Seniors living in Minnesota may soon be able to have a more leisurely walk about town. Over the course of the next year, the state plans on giving people more time to cross the street. The move comes after determining older adults and other pedestrians may find it difficult crossing the street in the allotted time, the Star Tribune reports.
Currently, the guidelines assume pedestrians walk at an average rate of 3.5 feet per second, which is a bit slower than the previously-reported rate of four feet per second. Now, walkers should have about six extra seconds to get through the crosswalks in the state, though the time may vary depending on each intersection.
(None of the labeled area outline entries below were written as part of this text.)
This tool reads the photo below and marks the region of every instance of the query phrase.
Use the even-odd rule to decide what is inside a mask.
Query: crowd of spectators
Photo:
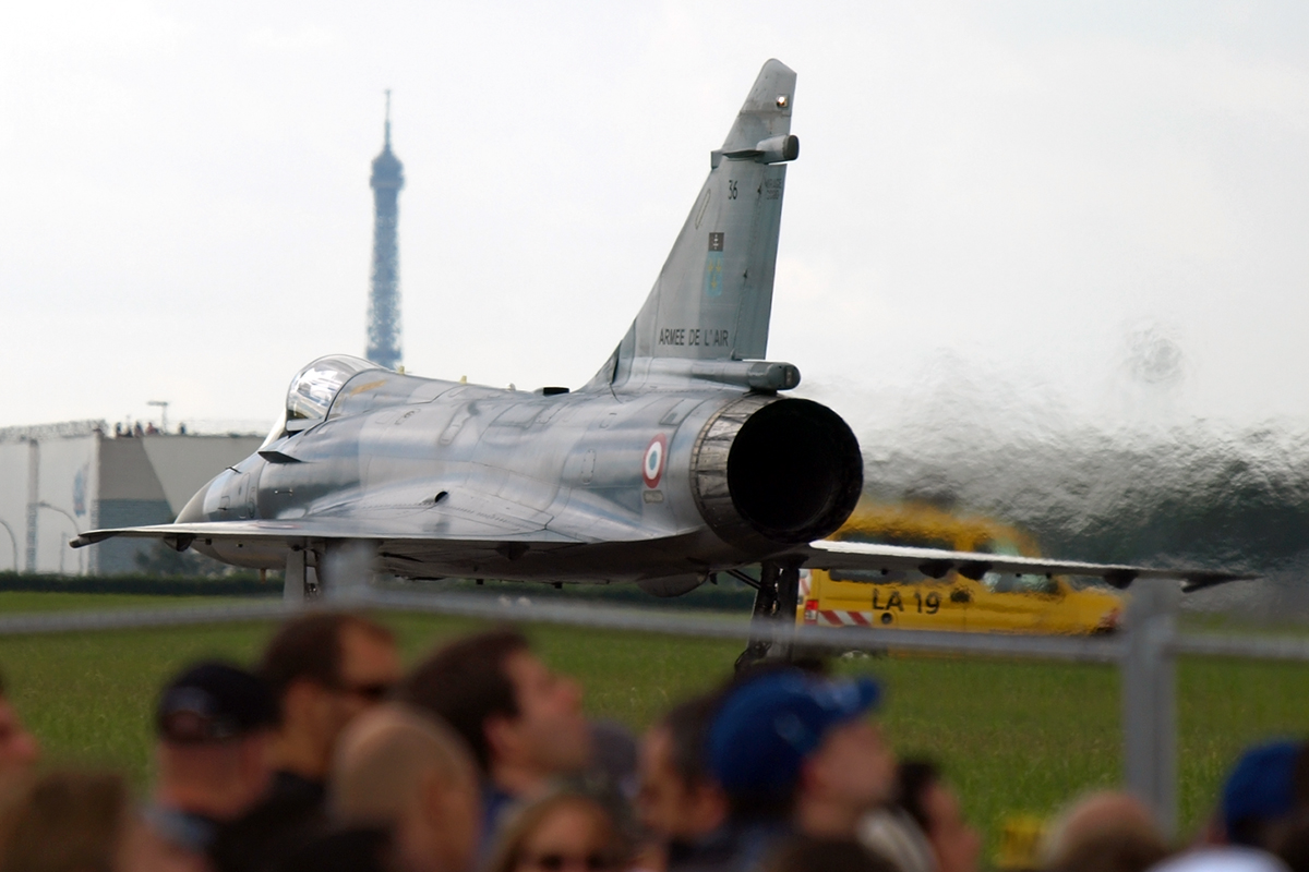
[[[788,664],[682,701],[639,740],[497,629],[406,672],[391,633],[288,620],[258,664],[187,665],[154,703],[149,795],[47,769],[0,686],[0,872],[975,872],[929,760],[897,760],[880,686]],[[1170,843],[1123,792],[1047,828],[1049,872],[1309,872],[1305,744],[1251,748]]]

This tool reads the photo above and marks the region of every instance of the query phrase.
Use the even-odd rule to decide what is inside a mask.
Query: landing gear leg
[[[796,622],[800,604],[800,566],[781,566],[764,561],[759,567],[759,586],[750,613],[750,642],[737,658],[737,672],[761,660],[789,660],[791,642],[778,639],[778,631]]]

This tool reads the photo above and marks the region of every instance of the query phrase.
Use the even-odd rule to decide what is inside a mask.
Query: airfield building
[[[251,455],[258,435],[115,438],[103,421],[0,429],[0,571],[139,571],[153,540],[72,549],[76,533],[164,524],[204,482]]]

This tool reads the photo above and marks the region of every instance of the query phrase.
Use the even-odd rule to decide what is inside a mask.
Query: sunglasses
[[[537,856],[528,858],[528,863],[546,872],[563,872],[564,869],[576,868],[584,868],[586,872],[607,872],[609,869],[618,868],[614,858],[605,856],[603,854],[588,854],[586,856],[538,854]]]

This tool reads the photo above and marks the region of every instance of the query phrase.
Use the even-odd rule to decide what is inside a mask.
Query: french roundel
[[[664,456],[668,454],[668,438],[662,433],[651,439],[645,446],[645,458],[641,460],[641,478],[647,488],[658,488],[658,480],[664,476]]]

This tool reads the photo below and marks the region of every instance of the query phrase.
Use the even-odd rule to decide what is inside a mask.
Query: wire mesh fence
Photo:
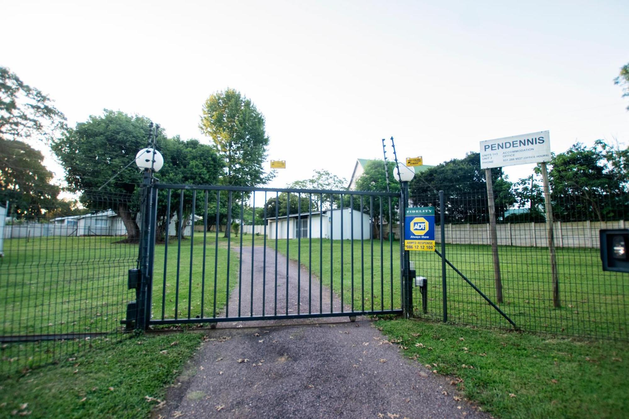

While all Minnesota residents will reap the benefits, it is even more important to older adults, as they make up a larger swath of the population.
"As our population continues to age, it's just critical that communities are providing safe opportunities for people to cross the street and walk to destinations, as well as for recreation and health," Scott Bricker, executive director of America Walks, told the newspaper.
Any steps communities across the country take to encourage physical activity in seniors will be good for healthy aging, and making it easier to walk around town certainly falls into that category. Walking has proven to be one of the healthiest activities for seniors looking to maintain an independent lifestyle.
A 2008 study from the University of Georgia found older adults who participate in a regular walking program have a 41 percent greater chance of maintaining their independence. Furthermore, program participants increased their aerobic capacity by 19 percent while increasing physical function by 25 percent.